Nous suivions un jeune garçon qui adoptait fièrement un pantalon Baggy. Cela fait déjà quelques fois où en suivant ces jeunes hommes, je me posais quelques questions : 1/ Comment font ils lorsqu’il ont besoin de se mettre à courir ? J’imaginais alors une course à la pingouin, les pieds chassant latéralement, et une main sur la ceinture pour retenir le jean.

2/ Mais comment font ces jeans pour tenir, car selon le principe initial du pantalon, c’est les hanches qui tiennent le vêtement...

 

Hanches trop étroites, pantalon trop large, on ne saura jamais. Toujours est-il que notre jeune coq s’est retrouvé en pleine rue avec le jean aux chevilles ! Véridique. En sloggi blanc, grosjean comme devant. Et comme il tenait une canette et une clope, il s’est écoulé de longues longues longues secondes avant que l’exhibitionniste involontaire puisse remonter son futal.
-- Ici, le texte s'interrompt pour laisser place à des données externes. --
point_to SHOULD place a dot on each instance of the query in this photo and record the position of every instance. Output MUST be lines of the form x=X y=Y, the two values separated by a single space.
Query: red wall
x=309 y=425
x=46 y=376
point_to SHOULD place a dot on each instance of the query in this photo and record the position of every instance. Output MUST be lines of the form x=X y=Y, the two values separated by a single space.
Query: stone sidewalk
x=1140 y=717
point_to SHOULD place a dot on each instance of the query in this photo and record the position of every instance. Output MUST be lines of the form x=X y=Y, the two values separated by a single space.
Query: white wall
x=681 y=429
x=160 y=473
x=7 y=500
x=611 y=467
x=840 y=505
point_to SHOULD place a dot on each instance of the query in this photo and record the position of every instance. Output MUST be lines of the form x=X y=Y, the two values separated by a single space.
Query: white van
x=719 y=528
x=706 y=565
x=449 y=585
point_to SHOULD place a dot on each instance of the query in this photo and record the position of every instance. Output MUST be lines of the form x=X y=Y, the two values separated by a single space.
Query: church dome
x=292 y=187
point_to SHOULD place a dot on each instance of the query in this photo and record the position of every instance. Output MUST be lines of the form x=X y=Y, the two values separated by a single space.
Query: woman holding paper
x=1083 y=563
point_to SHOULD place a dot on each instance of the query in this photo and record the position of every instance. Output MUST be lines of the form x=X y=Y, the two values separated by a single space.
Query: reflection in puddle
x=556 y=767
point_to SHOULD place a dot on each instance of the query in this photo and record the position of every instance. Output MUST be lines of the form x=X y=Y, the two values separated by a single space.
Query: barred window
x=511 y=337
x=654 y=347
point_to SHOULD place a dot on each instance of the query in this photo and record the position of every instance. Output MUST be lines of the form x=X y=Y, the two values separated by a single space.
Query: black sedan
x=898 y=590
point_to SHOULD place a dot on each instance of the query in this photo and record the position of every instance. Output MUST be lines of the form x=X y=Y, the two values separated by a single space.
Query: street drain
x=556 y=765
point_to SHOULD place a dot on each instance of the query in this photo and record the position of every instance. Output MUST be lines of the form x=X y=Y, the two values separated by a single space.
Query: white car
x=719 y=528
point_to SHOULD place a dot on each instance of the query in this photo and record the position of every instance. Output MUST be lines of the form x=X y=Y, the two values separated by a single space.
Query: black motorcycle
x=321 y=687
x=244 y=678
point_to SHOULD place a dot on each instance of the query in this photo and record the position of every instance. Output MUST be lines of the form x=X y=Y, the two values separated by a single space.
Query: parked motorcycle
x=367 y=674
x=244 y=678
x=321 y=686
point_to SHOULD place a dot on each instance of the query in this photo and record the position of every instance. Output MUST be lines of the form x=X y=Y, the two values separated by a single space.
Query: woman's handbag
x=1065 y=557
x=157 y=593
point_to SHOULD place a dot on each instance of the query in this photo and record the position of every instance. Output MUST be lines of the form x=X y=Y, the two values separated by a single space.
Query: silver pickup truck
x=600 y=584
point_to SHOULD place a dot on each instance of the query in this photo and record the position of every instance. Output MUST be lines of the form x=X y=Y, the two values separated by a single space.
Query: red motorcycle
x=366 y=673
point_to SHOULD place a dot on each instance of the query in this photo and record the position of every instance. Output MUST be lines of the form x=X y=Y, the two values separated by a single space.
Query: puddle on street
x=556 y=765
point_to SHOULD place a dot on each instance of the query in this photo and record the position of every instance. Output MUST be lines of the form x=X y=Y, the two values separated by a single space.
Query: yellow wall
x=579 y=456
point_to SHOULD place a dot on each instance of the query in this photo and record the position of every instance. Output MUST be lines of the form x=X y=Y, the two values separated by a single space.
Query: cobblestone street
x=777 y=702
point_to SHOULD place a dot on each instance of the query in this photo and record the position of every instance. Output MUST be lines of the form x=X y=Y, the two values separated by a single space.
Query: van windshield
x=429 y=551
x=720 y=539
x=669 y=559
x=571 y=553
Il y avait Newton et la pomme, il y a maintenant le blaireau et le baggy. Gravité vérifiée !

 

Autant vous le dire, je n’ai eu aucune retenue, et mon rire a résonné si fort que nous avons vu l’individu s’enfoncer encore un peu plus sa casquette sur les oreilles...

 

 

Acte 2

 

Toujours dans le même secteur piétonnier, un ado roulait à fond sur son scooter, frôlant les badauds qui eux aspiraient au calme et à la sérénité. Et bien pan, devant des terrasses blindées de monde, la tôle de l’espace. Heureusement sans blessé à l’arrivée. Ce qui a été drôle surtout, c’est le réflexe à deux francs six sous (1,80€) du garçon. Il a redressé son destrier, fait vrombir l’accélérateur et est reparti de plus belle sous les huées des passants du dimanche.

 

 

Aux dernières nouvelles, le défroqué n’a pas pris froid, et le Rémy Julienne en culottes courtes se fait passer du mercurochrome sur les genoux par sa maman.

 

Etant donné que la chute de mon post ne pourra égaler ni celle du baggy, ni celle du scooter, je passe le relais à votre imagination.